Rabbi Schreier, of the Young Israel of Forest Hills, quoted the Passover Haggadah: “In every generation, they rise to destroy us.” The greatest miracle in the world is that we still exist and are growing and thriving. Our job is to never give up and that’s something embedded into our DNA from Avraham and Sarah.”
The president of the Young Israel of Forest Hills, Philip Belkin, said, “Expressions of hate against Jews have moved into the mainstream where they have become acceptable on college campuses and in the mainstream media, as we saw this week when The New York Times published an anti-Semitic cartoon.”
“We have even seen swastikas painted on a schoolyard in our own neighborhood and the NYPD reported a 22-percent increase in bias crimes against Jews in 2018. We must redouble our efforts to combat anti-Semitism with continued Holocaust remembrance and education.”
Holocaust survivor and Forest Hills resident Leon Sherman remembered cutting stone next to Anne Frank’s father, Otto. Sherman also clearly remembers Jews singing “Ani Maamin” (I believe) before being gassed. Sherman survived slave labor, a death march, and the Nazis killing people up until the day of liberation. Sherman lit the first memorial light.
Louis Katz turned 100 years old a few days before. Katz avoided being captured by running from town to town until being caught. Having counterfeit papers, Katz was thought to be a gentile and was arrested for mistreating Jews. He was taken to Theresienstadt where he was beaten so badly, he fell into a coma. Katz was hospitalized until the end of the war. He lit the sixth memorial candle.
“It makes you think what our role is in the Diaspora. We survived, we have a mission to stand tall, to identify and not be ashamed of who we are, and stand tall for what we believe in,” said Rachel Epstein.
“The speaker was very powerful. He tied together the past with the present with hope for the future,” said the daughter of Holocaust survivors who wished to remain anonymous.
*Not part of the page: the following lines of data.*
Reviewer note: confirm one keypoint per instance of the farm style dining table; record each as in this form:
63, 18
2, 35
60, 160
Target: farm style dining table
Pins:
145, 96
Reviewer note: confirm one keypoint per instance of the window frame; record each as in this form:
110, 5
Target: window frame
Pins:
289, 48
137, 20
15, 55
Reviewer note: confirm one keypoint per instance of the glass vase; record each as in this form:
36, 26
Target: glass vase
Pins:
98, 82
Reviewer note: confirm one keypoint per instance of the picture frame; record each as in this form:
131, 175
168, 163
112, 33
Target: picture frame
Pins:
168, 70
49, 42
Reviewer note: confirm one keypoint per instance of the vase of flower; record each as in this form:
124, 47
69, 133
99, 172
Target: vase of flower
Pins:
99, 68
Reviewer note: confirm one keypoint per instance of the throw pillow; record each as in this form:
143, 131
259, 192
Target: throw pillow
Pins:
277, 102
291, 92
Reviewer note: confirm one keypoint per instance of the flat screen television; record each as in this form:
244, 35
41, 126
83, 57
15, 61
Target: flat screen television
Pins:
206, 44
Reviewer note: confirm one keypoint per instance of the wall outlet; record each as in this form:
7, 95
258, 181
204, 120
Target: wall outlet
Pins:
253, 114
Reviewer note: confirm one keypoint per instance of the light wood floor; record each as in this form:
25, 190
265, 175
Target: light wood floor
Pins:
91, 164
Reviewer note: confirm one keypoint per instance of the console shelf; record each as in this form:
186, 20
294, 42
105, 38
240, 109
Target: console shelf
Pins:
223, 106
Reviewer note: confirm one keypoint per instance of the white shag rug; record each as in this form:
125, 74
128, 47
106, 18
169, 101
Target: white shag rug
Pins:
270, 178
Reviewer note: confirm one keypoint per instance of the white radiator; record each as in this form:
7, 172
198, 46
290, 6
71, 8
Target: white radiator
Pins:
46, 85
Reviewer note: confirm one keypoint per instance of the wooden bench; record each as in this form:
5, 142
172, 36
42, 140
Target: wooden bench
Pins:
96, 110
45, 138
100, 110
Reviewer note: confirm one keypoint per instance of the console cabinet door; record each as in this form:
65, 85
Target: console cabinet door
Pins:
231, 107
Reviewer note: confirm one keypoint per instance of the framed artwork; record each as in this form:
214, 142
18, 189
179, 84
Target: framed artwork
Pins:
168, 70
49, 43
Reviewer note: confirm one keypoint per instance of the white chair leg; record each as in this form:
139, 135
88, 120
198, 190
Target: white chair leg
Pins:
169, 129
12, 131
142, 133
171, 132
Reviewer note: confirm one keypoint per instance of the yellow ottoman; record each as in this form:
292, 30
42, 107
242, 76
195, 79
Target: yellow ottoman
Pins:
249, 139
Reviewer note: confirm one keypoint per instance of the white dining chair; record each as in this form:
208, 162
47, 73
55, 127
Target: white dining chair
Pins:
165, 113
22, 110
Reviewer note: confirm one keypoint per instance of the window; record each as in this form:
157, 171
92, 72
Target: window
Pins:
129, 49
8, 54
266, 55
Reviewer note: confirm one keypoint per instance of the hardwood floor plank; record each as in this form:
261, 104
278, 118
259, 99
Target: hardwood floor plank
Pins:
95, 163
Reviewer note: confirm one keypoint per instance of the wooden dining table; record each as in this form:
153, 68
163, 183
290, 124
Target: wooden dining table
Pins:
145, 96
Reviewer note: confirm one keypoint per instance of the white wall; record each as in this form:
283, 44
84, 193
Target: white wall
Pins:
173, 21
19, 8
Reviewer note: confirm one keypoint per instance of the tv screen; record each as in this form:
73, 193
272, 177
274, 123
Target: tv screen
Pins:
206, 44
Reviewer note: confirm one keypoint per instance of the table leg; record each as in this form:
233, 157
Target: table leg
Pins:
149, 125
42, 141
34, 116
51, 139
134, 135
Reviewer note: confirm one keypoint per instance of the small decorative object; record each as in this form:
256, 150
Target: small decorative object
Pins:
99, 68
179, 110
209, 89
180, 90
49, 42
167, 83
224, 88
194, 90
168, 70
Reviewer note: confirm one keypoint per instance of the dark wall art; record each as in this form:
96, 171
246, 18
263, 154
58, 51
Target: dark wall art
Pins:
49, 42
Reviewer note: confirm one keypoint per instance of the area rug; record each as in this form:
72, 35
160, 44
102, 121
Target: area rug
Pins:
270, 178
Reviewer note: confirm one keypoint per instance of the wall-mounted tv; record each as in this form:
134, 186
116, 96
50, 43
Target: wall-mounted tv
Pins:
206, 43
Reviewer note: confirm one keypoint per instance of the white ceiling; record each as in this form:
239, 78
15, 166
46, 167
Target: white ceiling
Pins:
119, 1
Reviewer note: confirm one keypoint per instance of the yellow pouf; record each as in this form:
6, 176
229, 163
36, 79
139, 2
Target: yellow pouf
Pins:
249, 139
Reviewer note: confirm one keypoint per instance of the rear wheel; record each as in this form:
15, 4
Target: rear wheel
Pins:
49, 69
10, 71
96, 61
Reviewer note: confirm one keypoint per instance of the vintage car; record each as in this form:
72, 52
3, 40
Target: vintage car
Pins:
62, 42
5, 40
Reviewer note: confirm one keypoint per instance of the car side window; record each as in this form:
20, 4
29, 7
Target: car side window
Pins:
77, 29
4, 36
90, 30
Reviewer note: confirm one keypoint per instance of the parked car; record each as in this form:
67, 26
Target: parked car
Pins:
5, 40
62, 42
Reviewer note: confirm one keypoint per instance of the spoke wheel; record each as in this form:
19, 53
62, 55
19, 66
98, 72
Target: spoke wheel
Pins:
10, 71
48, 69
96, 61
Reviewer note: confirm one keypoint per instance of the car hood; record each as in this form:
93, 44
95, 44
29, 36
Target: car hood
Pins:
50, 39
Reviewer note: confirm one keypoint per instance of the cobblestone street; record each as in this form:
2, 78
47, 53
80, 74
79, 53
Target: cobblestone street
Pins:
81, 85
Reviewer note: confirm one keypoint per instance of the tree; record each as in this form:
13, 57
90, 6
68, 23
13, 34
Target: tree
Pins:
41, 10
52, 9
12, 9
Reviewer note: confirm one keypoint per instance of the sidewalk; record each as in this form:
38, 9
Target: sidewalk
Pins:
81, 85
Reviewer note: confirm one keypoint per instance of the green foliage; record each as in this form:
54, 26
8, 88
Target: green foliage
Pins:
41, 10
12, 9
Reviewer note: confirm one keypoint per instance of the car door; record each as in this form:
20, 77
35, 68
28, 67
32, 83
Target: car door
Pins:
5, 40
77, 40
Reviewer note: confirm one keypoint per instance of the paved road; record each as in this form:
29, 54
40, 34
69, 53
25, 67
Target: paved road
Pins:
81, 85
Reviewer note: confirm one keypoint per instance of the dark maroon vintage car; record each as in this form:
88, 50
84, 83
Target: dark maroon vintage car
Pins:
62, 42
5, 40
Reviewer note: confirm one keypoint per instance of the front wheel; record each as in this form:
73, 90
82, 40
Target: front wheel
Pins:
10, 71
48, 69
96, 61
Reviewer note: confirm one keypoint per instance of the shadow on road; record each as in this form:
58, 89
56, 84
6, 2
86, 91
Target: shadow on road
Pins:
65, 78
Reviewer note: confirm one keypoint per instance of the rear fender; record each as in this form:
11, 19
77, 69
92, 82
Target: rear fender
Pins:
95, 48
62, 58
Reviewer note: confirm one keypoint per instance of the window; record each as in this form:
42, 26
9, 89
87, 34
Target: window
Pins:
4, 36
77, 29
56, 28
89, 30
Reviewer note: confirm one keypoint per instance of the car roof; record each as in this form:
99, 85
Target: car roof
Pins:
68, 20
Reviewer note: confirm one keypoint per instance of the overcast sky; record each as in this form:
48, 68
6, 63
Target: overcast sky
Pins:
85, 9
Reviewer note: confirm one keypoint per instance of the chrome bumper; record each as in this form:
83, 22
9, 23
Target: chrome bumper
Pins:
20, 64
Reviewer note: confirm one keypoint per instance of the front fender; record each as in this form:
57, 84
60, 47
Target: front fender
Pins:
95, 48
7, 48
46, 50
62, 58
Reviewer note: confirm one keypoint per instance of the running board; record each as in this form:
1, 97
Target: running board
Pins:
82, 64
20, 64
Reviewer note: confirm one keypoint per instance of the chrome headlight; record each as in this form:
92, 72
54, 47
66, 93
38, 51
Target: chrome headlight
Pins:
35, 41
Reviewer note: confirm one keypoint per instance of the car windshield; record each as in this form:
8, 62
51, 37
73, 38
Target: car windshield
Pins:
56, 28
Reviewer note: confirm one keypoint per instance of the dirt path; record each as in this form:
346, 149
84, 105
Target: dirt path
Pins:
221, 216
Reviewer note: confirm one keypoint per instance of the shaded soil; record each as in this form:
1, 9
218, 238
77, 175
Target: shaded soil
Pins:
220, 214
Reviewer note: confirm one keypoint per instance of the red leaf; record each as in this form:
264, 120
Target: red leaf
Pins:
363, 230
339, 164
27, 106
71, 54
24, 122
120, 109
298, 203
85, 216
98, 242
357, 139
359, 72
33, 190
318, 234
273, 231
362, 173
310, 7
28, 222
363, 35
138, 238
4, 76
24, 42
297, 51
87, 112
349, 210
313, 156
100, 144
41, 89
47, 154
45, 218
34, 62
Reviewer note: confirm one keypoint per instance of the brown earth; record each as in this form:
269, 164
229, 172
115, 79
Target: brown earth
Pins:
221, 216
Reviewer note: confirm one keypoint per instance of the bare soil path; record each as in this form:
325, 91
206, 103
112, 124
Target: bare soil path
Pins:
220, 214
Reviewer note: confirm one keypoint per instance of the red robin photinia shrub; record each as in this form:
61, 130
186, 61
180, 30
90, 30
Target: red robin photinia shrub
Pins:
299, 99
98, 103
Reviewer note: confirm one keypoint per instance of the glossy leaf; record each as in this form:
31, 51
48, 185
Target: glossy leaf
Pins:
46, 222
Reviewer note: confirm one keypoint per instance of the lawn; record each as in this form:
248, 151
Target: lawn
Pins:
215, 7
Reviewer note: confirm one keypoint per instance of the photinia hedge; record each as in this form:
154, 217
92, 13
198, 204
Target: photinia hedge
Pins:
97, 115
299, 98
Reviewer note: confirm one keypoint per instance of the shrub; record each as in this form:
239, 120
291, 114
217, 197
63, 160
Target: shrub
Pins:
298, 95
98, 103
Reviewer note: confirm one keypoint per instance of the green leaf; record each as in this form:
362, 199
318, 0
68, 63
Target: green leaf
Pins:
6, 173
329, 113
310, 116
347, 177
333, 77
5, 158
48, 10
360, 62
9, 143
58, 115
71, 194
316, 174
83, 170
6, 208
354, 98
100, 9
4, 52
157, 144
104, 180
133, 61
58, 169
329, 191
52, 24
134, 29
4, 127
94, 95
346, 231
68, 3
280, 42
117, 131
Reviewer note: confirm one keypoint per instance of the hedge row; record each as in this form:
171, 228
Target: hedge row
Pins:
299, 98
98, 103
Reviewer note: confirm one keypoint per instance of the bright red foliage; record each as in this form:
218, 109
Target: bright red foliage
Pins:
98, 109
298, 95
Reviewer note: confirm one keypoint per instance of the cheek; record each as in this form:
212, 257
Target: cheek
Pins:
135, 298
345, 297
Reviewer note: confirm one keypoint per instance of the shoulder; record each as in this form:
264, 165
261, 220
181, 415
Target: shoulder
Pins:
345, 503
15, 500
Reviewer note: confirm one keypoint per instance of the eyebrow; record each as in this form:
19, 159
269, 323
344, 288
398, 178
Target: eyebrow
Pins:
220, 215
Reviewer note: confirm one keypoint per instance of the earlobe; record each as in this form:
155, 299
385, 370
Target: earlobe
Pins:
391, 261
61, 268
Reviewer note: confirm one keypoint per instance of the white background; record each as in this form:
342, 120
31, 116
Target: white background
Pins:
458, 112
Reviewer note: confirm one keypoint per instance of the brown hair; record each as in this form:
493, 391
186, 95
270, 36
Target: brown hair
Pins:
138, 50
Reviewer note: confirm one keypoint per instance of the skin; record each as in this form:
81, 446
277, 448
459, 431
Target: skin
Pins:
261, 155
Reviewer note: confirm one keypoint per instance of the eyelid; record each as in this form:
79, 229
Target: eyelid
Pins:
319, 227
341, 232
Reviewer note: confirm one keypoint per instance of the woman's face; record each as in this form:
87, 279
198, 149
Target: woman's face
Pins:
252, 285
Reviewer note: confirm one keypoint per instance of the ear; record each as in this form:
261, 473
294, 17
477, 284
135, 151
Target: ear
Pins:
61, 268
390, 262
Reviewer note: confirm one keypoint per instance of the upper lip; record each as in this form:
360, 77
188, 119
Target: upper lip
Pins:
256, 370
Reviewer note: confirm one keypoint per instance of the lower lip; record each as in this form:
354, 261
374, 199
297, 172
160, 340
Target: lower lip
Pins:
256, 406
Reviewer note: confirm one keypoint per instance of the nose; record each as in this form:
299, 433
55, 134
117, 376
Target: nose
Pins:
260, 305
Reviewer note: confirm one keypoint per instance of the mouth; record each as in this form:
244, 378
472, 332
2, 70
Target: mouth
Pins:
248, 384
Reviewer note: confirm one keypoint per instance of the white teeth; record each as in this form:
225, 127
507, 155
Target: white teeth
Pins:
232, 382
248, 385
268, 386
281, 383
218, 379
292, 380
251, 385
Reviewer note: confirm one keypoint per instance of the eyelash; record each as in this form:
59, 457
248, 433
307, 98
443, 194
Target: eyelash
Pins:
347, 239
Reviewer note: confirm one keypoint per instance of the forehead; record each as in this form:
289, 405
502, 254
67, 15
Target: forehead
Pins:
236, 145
Rabbi David Algaze of Havurat Yisrael and Rabbi Yossi Mendelson of Machane Chodosh read kinos (elegies). Yaniv Meirov of Chazaq and Rabbi Avi Hirt of the Queens Jewish Center said T’hilim (Psalms). Roshel Meirov sang a stirring “Shir HaMaalos (a Song of Ascension).
Sy Kaplan closed by having the more than 100 attendees sing, “Ani Maamin” (“I believe with a perfect faith in the coming of the Messiah, and, though he may tarry, I will wait daily for his coming”), Maimonides’ 12th of his 13 Articles of Faith.